A IA vertical representa uma evolução crucial para o mercado jurídico. Enquanto ferramentas horizontais, como o ChatGPT, têm limitações em termos de acurácia e aplicabilidade em contextos específicos, soluções verticalizadas são treinadas para atender às nuances do Direito. Um exemplo notável é o caso da Casetext, nos EUA, que desenvolveu a ferramenta CoCounsel com a participação de advogados locais, alcançando altos níveis de precisão.

No Brasil, empresas como a New Lever estão liderando esse movimento. Com uma acurácia de 97% na análise de contratos, a New Lever demonstra que a precisão é um diferencial competitivo essencial. A IA também está revolucionando tarefas como due diligence, onde a análise de 200 contratos, que antes demandava centenas de horas, pode ser realizada em menos de uma hora.

A adoção da IA traz desafios significativos, especialmente em relação ao modelo de cobrança por hora, ainda predominante no setor. A eficiência proporcionada pela tecnologia pode tornar esse modelo obsoleto, exigindo a transição para modelos baseados em valor. Além disso, a internalização de tarefas pelos jurídicos internos continua a pressionar os escritórios, que precisam se adaptar para manter sua relevância.

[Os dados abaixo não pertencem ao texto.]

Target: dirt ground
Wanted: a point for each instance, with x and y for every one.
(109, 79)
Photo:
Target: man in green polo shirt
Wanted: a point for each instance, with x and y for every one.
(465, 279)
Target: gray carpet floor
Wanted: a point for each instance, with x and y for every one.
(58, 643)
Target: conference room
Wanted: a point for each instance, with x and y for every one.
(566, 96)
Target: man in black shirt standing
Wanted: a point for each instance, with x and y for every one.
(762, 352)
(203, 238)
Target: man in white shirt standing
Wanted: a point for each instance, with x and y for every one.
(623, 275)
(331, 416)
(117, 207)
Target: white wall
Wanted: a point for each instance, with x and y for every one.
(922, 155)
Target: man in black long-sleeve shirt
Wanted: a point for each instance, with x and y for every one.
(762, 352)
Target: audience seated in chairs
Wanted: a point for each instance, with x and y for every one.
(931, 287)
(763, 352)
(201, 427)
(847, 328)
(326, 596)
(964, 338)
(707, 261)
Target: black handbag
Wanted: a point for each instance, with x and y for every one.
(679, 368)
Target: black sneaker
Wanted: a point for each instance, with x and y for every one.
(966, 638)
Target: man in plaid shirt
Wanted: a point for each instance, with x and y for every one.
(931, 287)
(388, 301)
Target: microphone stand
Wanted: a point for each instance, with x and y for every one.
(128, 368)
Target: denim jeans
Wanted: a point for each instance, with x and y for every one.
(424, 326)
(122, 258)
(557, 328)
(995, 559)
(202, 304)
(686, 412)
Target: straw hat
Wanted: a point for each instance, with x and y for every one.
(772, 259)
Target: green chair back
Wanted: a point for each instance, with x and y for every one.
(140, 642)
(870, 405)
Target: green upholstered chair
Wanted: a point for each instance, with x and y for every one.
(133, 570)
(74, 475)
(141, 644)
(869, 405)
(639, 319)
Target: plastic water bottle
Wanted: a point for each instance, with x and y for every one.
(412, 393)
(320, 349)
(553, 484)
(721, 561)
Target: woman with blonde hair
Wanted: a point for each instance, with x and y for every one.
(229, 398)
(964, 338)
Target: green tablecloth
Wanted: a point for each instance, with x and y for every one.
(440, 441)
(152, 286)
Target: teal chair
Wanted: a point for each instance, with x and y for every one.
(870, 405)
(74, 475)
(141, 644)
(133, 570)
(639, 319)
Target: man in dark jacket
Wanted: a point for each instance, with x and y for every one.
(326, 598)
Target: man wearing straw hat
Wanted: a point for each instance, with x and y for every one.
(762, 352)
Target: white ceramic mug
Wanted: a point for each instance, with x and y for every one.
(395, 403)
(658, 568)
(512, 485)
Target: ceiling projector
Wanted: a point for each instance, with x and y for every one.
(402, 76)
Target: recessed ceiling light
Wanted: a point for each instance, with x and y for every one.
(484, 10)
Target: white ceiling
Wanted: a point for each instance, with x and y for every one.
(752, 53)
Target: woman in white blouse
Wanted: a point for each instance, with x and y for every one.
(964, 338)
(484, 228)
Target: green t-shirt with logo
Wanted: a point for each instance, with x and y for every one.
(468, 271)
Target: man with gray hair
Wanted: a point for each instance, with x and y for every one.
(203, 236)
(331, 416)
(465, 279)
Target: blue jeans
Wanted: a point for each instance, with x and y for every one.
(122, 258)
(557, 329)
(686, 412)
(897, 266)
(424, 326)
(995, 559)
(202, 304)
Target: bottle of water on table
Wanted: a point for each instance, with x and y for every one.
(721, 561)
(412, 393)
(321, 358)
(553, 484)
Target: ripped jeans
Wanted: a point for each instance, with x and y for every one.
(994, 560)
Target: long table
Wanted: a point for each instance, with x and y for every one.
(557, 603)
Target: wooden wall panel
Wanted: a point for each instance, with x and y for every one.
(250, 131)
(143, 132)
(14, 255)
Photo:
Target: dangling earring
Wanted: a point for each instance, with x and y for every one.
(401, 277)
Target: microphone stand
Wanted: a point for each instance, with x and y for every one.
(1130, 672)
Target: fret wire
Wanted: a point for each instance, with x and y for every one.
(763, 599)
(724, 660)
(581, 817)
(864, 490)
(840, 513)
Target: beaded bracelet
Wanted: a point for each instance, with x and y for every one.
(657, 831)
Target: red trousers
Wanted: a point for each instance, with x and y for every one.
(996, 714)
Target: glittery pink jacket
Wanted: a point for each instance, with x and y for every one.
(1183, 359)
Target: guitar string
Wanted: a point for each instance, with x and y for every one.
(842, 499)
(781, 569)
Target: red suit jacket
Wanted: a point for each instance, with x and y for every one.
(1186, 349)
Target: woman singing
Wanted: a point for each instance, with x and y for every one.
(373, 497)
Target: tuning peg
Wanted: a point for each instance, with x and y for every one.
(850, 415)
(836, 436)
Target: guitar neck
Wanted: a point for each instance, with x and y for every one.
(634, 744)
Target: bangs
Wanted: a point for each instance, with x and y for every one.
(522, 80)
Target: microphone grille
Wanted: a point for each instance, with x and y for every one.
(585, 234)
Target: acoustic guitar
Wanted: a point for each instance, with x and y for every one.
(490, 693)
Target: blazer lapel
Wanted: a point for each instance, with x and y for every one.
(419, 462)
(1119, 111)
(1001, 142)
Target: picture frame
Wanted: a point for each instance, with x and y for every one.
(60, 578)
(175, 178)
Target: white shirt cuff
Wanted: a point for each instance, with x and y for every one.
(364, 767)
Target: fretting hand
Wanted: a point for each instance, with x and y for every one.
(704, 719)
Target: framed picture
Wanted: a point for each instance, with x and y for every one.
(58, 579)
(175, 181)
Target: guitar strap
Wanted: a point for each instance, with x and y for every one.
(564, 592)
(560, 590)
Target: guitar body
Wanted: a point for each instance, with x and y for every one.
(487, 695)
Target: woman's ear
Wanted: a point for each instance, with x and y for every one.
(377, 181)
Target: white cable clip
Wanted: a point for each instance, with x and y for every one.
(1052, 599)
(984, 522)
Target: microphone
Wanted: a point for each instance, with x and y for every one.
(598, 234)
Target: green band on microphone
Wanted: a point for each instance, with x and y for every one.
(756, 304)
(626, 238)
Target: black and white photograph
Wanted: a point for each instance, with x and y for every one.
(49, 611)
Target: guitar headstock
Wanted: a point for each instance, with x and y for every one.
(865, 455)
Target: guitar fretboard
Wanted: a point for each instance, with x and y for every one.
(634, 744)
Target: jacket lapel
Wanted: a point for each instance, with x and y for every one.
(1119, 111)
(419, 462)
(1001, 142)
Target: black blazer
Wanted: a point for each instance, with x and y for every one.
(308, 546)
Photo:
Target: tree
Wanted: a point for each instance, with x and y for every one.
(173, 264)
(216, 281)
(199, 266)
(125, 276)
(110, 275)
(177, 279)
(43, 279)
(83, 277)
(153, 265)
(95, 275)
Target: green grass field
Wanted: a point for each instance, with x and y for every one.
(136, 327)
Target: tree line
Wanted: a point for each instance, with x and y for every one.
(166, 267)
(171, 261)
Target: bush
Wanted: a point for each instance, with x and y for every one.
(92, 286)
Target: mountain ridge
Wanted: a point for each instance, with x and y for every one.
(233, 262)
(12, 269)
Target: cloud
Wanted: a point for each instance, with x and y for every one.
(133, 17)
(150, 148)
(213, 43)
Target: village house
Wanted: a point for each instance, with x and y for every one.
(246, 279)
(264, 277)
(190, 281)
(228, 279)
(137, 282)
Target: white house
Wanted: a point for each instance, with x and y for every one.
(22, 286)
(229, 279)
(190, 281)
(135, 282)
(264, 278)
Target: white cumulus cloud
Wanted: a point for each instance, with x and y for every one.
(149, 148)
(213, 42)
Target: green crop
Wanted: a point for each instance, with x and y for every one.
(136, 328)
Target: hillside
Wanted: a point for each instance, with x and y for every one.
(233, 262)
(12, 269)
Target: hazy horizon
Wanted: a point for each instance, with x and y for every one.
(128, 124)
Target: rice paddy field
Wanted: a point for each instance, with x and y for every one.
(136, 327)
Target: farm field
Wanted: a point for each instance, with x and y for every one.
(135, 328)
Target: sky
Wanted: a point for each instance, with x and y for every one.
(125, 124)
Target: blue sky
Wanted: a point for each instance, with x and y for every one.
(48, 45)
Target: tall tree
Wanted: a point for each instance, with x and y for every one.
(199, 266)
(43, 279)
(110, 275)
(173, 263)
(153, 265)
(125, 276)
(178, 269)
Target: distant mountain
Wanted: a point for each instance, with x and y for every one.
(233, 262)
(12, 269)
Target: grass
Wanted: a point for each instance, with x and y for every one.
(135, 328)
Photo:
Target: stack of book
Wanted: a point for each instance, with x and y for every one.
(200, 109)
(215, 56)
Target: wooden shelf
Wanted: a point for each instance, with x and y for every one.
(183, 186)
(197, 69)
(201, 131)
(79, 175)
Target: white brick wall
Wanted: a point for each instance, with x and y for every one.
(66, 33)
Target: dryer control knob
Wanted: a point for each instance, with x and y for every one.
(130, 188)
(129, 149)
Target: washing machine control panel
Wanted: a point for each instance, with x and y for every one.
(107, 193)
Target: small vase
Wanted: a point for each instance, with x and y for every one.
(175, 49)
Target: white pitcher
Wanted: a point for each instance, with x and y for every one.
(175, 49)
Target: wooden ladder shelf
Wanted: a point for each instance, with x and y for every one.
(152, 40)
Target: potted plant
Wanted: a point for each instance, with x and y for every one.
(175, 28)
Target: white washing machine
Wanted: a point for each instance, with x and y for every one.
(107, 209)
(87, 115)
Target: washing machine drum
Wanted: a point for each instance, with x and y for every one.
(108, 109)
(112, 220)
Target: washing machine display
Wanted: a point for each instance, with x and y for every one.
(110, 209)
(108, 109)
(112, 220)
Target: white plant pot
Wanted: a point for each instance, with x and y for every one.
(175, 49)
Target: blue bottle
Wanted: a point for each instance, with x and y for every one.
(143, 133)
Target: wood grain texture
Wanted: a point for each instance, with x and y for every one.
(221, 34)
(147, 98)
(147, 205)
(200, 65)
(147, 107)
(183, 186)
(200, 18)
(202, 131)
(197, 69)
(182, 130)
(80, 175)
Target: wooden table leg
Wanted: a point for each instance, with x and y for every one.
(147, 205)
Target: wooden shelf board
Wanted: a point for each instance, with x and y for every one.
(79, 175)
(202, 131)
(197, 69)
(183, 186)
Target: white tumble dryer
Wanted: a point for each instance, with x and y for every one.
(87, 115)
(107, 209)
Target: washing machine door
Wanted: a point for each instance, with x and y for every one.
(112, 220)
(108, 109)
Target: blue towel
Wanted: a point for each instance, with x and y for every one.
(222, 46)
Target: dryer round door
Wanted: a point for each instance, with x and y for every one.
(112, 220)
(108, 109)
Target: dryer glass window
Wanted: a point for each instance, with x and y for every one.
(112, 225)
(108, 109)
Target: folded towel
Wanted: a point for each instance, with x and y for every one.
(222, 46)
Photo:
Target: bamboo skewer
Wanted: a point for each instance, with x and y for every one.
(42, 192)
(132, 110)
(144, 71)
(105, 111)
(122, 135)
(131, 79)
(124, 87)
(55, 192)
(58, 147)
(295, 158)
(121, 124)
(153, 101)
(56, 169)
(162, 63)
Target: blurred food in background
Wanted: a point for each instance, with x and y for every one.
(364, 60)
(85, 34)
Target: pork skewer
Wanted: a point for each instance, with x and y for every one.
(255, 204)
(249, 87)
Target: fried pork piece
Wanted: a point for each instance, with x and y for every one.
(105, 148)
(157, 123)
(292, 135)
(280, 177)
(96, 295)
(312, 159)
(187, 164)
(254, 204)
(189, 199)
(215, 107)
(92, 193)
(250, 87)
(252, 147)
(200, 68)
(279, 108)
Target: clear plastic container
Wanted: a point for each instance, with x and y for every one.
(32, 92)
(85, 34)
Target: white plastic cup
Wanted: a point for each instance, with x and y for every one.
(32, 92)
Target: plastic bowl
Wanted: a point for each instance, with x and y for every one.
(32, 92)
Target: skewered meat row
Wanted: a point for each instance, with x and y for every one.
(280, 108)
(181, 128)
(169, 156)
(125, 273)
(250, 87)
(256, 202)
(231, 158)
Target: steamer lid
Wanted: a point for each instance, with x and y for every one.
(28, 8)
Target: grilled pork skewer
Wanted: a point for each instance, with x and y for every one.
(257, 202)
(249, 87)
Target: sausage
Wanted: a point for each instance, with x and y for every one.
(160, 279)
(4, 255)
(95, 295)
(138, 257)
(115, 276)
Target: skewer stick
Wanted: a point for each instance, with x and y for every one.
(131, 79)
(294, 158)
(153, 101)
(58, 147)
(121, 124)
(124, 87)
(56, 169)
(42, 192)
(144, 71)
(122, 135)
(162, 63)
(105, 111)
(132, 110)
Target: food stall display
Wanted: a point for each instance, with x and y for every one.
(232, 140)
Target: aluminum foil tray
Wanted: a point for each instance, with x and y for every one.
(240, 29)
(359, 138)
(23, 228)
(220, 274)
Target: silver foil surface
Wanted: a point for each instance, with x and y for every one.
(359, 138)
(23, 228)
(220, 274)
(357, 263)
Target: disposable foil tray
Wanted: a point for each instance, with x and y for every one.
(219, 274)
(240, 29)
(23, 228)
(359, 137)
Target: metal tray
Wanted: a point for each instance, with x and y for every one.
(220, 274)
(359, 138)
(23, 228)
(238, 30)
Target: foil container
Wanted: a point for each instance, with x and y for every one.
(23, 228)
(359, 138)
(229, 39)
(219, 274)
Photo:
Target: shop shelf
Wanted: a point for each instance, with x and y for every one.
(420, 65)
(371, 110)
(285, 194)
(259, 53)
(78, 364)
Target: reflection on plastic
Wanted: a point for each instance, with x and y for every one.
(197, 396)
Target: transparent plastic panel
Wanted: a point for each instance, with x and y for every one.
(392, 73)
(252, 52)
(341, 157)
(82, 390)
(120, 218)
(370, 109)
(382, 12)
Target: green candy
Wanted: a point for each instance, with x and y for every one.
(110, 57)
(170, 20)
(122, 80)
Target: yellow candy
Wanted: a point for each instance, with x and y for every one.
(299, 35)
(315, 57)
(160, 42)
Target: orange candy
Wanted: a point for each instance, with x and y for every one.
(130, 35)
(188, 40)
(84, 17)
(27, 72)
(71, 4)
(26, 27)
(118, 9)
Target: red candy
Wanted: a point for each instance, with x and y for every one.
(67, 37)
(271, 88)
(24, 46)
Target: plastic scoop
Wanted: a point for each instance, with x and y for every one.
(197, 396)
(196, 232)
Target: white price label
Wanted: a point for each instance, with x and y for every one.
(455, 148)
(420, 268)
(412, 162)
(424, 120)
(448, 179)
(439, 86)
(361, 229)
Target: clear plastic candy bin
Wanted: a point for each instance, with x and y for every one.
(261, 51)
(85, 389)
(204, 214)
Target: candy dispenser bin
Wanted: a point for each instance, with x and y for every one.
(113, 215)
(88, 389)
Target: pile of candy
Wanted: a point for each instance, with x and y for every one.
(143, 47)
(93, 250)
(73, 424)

Por outro lado, a IA oferece oportunidades para aumentar a eficiência e a qualidade dos serviços. A combinação de tecnologia avançada com a expertise humana pode resultar em um mercado jurídico mais ágil e adaptado às demandas contemporâneas. A construção de relacionamentos de confiança com os clientes será fundamental para diferenciar os escritórios nesse novo cenário.

A inteligência artificial está redefinindo o mercado jurídico, trazendo desafios e oportunidades em igual medida. Para prosperar, os escritórios precisam investir em soluções verticalizadas, repensar seus modelos de negócios e fortalecer o relacionamento com os clientes. A combinação de tecnologia e interação humana será a chave para um futuro mais eficiente, preciso e adaptado às necessidades do século XXI.

A evolução do Direito não para, e a IA é apenas o começo de uma nova era. Quem se adaptar primeiro colherá os frutos dessa transformação.